No researcher can read all relevant research articles that are published in her field of interest. Even if she could, she would not be able to detect patterns in the research results that emerge only from large-scale computational analysis, known as text and data mining (TDM). Researchers who want to perform TDM on copyrighted research articles might seek clarity about whether they need permission from journal publishers or whether copyright’s fair use doctrine permits TDM on accessible articles. In almost all cases, performing TDM on accessible articles is a fair use.
TDM almost always involves copying, but not all copying amounts to copyright infringement. Numerous courts in the United States have upheld the reproduction necessary to perform TDM as fair use, even though the content being copied into the database is copyrighted. Fair use is a flexible limitation and exception that allows copyright law to adapt to changing circumstances and new technologies and helps ensure a balanced copyright system.

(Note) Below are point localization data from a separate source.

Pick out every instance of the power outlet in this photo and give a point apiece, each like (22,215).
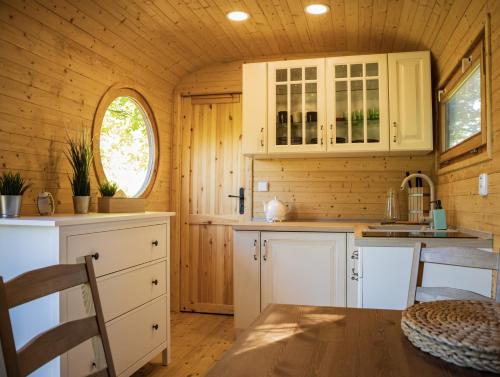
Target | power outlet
(263,186)
(483,184)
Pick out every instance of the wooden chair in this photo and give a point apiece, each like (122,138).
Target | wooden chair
(60,339)
(454,256)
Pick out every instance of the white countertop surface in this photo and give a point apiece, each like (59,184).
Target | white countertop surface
(71,219)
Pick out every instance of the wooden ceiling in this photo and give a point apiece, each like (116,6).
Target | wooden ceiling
(194,33)
(182,36)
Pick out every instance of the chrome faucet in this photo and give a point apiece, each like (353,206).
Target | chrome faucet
(431,185)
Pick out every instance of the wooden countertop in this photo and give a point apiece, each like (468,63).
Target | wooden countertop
(71,219)
(298,341)
(484,240)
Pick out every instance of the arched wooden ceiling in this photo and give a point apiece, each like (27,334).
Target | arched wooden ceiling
(190,34)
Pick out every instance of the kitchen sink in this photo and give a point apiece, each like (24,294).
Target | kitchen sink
(405,228)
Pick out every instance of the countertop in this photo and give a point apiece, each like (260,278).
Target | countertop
(470,238)
(71,219)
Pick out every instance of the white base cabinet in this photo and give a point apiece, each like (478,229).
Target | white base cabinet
(301,268)
(384,275)
(132,269)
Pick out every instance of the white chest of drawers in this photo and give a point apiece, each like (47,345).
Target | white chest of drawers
(131,260)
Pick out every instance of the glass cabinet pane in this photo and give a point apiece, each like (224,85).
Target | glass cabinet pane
(357,112)
(281,75)
(296,113)
(341,71)
(281,114)
(311,113)
(311,73)
(356,70)
(341,111)
(373,115)
(372,69)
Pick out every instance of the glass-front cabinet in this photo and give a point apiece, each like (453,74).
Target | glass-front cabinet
(357,103)
(296,113)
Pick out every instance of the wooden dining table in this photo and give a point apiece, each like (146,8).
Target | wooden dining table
(314,341)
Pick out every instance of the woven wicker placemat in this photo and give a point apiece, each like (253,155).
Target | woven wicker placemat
(465,333)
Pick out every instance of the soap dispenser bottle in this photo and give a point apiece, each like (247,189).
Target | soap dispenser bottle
(439,216)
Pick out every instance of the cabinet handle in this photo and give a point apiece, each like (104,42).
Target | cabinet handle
(355,275)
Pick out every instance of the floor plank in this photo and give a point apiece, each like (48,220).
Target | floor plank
(198,341)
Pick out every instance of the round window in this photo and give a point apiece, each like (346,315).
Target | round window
(126,143)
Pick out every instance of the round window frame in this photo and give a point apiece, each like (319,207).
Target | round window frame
(102,107)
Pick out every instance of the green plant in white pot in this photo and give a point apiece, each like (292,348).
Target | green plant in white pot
(12,188)
(79,154)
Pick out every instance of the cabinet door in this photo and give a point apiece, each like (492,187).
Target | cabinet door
(296,96)
(254,119)
(410,101)
(357,105)
(303,268)
(246,267)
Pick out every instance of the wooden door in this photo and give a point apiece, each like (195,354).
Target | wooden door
(302,268)
(212,169)
(410,101)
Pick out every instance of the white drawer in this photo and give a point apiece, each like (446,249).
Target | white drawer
(131,337)
(126,290)
(119,249)
(120,292)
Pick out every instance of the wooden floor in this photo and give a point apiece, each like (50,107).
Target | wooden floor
(198,341)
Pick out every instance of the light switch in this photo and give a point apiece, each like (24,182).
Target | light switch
(263,186)
(483,184)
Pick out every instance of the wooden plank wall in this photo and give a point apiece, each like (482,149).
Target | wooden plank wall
(335,187)
(57,59)
(458,186)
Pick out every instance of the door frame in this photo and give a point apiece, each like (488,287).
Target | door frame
(180,115)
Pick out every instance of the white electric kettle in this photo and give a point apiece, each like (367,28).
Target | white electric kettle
(275,210)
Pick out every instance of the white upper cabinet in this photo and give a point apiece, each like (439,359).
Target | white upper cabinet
(254,108)
(410,101)
(296,103)
(357,106)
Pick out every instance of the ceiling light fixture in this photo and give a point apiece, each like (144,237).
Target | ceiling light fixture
(237,16)
(317,8)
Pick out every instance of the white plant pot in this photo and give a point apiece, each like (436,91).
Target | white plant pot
(81,204)
(10,205)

Thus, while the United States does not have a specific limitation or exception to explicitly allow TDM, fair use has accommodated the creation and growth of TDM as a new research tool.
TDM may be used for a variety of purposes, some of which are explicitly referenced in Section 107 of the US Copyright Act, such as scholarship and research. Beginning with a 2003 case involving the incorporation of images in a search engine, in at least eight different cases, courts have found that the creation of a database for TDM and its use amounts to fair use. The purposes have ranged from research by scholars, to use by politicians, to checking for plagiarism. Many of these courts have focused heavily on the benefit that TDM provides to the public, because they “enhanc[e] information-gather techniques.” In assessing the four factors of fair use—purpose and character of the use, nature of the copyrighted work, amount and substantiality of portion used, and effect on the potential market—courts have emphasized the transformative nature of searchable databases and TDM, noting the unlikelihood of adverse impact on the original market for the work, and upheld fair use.
While this issue brief covers fair use and TDM in the United States, TDM is an issue of concern in other countries, as well. Internationally, 171 organizations including ARL, have called for the removal of barriers with respect to data, through the Hague Declaration on Knowledge Discovery in the Digital Age. The Hague Declaration calls for clarity around the scope of intellectual property law as well as calling for better infrastructure to allow for content mining.